Sandwell: “In the 24 months, I think that you’re going to start to see some of the marketing and the architecture that’s out there turning into the fruition of real useful solutions. So when I say marketing, meaning AI and machine learning to look after, artificial intelligence to govern your data, those types of things. You’re going to start to see a lot more reality in that and a lot more measurable value.
“I think overall, as those platforms that produce data and how people configure their data architecture and their data infrastructure moving to the cloud, a lot more things as a service taking out that basement of Gremlins that are coding and doing all the things that… And I can say that because I was in the basement as a gremlin doing all that. That’s been my career. That governance will be built in as part of the service.
“And then now what it’s going to be about is really orchestrating that for the business level, for the senior management level, to not just get the most out of their data, but also to start to garner operational intelligence and insights around those different things that you have and how they mix together.
“With less and less of the IT expert, that you’re going to see a lot more social type applications around this where you’re really starting to leverage a community around your data and taking advantage of that without having to have, Joe, the architect, there to tell you what the data is, now it’s self-service, now you’re sharing and building on that.
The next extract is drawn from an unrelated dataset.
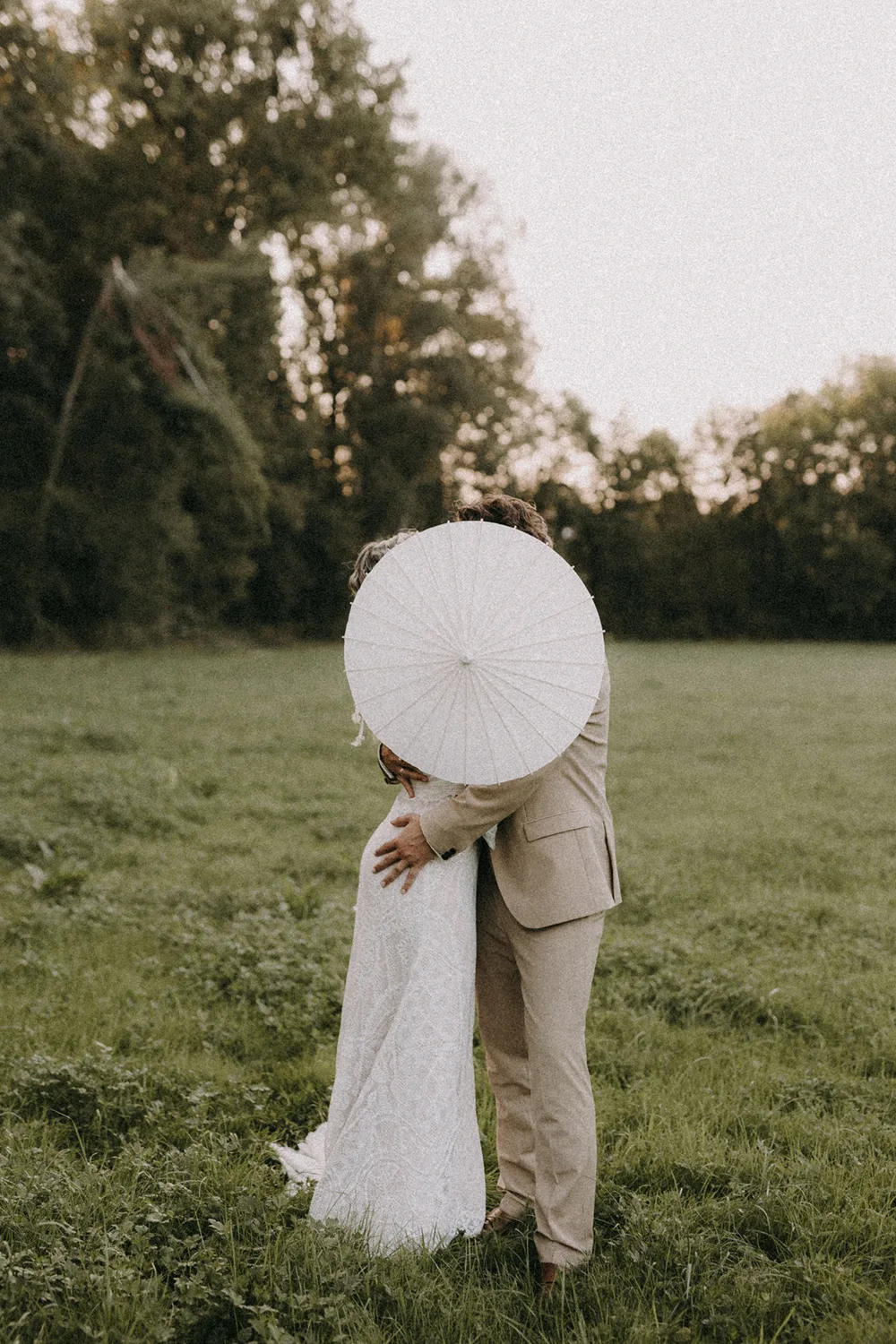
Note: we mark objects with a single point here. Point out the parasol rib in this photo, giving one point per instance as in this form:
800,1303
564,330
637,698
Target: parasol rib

“And then, some better capabilities around once you have this pane of glass that tells you all of the data possibilities in your organization, better tools to start ideating around that data and figuring out what are we using it for today or what could we potentially be using it for. And more guidance in that direction as people, again, they’re looking for more of a positive sustainable impact on data governance that can be sold to the people that hold the check book and sign those checks.
Matchett: “So if we’re doing more shorter term, I think things are also getting more real time and even BI and warehousing and things that we tended to fork off before in the historical different datasets are a little bit more solid and provable. We’ve got realtime data streams feeding into those and then we got BI being done off of realtime data going this way.
“And that’s gonna bring a bit of a convergence in the world as well for good reasons, ’cause we get fresher data and more current data, but also I think data governance is gonna have to come back into the mainstream with it a little bit as we go and that’ll help drive that a bit.
The world may run on data, but data without proper data governance is a major missed opportunity. Consequently, understanding what trends and forces currently shape today’s data governance is essential to running a competitive business.